If they have normal fecal fat, then
your differential includes things like
lactose intolerance, sorbitol
or lactulose or laxative abuse.
Now, if your patient had
a normal osmotic gap,
the next thing you can use to differentiate
between causes is a stool weight.
So, if they have a normal stool weight, this
makes your differential limited to things like
Irritable Bowel Syndrome
or factitious diarrhea.
If the stool weight is quite high or
greater than a 1000 grams in 24 hours,
this suggests that your patient may
have secretory laxative abuse.
So, we mentioned earlier a
A malabsorption syndrome is the inability to
absorb nutrients due to some underlying condition.
The most commonly involves the small
bowel because that's the location
where we absorb the majority
of the nutrients we take in.
So what are the mechanisms by
which malabsorption can occur?
There are several different
mechanisms that we'll review here.
The first is impaired mucosal absorption
as in Celiac disease or Whipple disease.
Next, you may have an issue with your brush border
enzymes, so such as in lactose intolerance.
If you have a problem with your pancreatic
enzymes or pancreatic insufficiency,
you may have chronic pancreatitis
or pancreatic cancer.
Next you may also have issues
with bile acid circulation.
An example of an underlying cause
here is an ileal resection.
And lastly, bacteria play a very large
role in helping us digest our nutrients.
So, when you have overgrowth of certain bacterial
species, you may also develop malabsorption.
An example here is small
intestine bacterial overgrowth.
So earlier, we also mentioned
a stool osmotic gap.
This is a simple measurement you can do by first
measuring the stool sodium and the stool potassium.
And then with this calculation, this will help you
differentiate between secretory and osmotic diarrhea.
When the stool osmotic gap is less than
50, this suggests a secretory diarrhea.
Between 50 and 125, this is an indeterminate
finding, so that is not quite helpful.
But if it is greater than 125, this helps
us because it suggests an osmotic diarrhea.
Let's talk a bit more specifically about one of
these types of malabsorption, Celiac disease.
Celiac disease is an immune mediated
reaction to gluten and gliadins in our food.
Patients tend to present with weight loss,
they may have fatty stools or steatorrhea
and because of their inability to absorb fatty
nutrients, they may also have nutritional deficiencies.
The diagnosis is done by testing
for specific antibodies.
So those are the anti-tissue transglutaminase
(TTG) or the anti-endomysial (EMA) antibodies.

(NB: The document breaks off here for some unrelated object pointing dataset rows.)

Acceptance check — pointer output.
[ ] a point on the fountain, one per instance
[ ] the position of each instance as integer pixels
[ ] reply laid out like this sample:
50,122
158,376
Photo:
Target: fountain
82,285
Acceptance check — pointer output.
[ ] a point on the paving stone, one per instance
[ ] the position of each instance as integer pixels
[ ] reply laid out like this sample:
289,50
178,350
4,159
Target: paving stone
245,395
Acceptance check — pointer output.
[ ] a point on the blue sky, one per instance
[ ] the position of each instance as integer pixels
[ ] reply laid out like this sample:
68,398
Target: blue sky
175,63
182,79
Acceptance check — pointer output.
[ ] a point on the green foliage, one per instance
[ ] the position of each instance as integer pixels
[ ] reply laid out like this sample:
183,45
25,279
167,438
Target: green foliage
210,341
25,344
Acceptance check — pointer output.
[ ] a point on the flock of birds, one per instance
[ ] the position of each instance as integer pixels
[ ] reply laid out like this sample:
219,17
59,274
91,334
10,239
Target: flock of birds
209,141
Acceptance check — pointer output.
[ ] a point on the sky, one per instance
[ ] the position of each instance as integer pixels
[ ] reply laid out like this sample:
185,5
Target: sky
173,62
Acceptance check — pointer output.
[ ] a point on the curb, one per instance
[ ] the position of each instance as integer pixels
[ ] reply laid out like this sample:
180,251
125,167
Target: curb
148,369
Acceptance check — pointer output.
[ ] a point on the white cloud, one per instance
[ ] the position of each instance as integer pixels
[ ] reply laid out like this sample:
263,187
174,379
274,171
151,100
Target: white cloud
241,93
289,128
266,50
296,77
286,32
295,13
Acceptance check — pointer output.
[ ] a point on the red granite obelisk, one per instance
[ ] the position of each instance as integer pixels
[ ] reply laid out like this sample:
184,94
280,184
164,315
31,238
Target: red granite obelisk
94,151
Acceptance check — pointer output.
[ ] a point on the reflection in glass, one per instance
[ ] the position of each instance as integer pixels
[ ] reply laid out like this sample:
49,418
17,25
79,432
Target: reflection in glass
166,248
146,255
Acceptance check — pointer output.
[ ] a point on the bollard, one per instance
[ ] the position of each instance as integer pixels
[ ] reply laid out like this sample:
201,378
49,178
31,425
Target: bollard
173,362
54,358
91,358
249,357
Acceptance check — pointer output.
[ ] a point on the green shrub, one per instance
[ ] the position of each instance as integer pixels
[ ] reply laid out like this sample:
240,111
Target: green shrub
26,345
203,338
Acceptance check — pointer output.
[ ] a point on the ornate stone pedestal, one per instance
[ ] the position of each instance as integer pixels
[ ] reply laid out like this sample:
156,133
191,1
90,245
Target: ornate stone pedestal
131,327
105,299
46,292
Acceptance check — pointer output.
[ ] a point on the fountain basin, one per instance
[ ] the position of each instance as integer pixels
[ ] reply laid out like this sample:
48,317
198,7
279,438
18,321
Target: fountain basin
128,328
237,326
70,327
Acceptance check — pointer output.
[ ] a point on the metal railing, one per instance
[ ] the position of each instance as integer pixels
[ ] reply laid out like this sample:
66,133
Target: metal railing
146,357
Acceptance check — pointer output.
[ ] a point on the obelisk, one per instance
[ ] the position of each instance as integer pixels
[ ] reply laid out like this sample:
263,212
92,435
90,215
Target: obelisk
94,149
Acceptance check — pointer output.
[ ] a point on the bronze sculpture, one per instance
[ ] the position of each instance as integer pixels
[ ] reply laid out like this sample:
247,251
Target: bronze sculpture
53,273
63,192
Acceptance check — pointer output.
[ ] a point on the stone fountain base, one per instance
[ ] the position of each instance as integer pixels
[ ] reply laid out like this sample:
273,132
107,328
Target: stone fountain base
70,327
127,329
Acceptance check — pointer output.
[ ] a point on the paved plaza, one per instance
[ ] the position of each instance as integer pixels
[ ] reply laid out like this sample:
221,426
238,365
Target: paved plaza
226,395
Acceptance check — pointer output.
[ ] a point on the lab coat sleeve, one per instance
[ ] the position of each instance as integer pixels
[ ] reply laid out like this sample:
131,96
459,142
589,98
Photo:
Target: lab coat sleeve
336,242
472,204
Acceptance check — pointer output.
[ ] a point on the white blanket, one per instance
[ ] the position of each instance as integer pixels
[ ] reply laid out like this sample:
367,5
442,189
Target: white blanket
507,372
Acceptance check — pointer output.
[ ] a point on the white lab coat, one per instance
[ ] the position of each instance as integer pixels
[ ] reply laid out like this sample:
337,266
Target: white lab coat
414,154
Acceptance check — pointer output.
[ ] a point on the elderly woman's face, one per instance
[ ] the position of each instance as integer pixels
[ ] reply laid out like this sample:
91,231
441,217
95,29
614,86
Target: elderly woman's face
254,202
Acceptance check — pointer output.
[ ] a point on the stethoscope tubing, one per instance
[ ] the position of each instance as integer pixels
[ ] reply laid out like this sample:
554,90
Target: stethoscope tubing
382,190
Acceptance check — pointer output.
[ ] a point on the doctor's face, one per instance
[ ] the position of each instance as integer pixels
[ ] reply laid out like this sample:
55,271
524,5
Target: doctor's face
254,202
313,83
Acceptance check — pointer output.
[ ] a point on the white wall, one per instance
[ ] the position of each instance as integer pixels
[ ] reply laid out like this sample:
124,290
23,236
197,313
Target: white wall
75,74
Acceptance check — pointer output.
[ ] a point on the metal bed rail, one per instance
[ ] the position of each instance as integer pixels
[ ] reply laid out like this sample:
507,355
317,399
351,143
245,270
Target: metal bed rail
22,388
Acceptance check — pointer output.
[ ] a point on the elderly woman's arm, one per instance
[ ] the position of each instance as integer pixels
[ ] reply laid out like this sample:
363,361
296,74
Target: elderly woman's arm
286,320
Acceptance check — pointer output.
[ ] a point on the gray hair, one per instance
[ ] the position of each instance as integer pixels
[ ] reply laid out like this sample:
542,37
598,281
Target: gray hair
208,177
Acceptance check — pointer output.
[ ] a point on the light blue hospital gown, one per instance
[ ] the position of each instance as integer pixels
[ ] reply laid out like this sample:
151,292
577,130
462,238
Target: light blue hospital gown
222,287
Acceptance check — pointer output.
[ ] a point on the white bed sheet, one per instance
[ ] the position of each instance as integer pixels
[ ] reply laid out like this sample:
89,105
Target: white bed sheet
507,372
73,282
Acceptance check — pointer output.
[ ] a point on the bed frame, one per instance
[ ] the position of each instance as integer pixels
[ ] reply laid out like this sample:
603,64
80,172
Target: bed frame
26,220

The diagnosis can also be made
by endoscopy or colonoscopy.
Here, the features all point out here in our example
of histology from a patient with Celiac disease
is villous blunting, so
blunting of the villi,
and infiltration of lymphocytes
into the epithelium, as shown here.
The treatment is simply done by
avoiding gluten in the diet.
So now that we've previewed all of
that, let's return to our case.
A 21-year old man with a history
of known autoimmune disease
is now coming with chronic diarrhea,
unintentional weight loss.
and some of the clues in his labs
show that he has a macrocytic anemia
which might suggest
a nutritional deficiency.
In addition, one further clue is
that he has malodorous stools
which may be a sign of
steatorrhea or malabsorption.
So what diagnostic test
should we do next?
Because he is young and he has the
presence of another autoimmune condition,
you should suspect Celiac
disease in this case.
And the diagnosis can be made with
sending an anti-tTG antibody serology.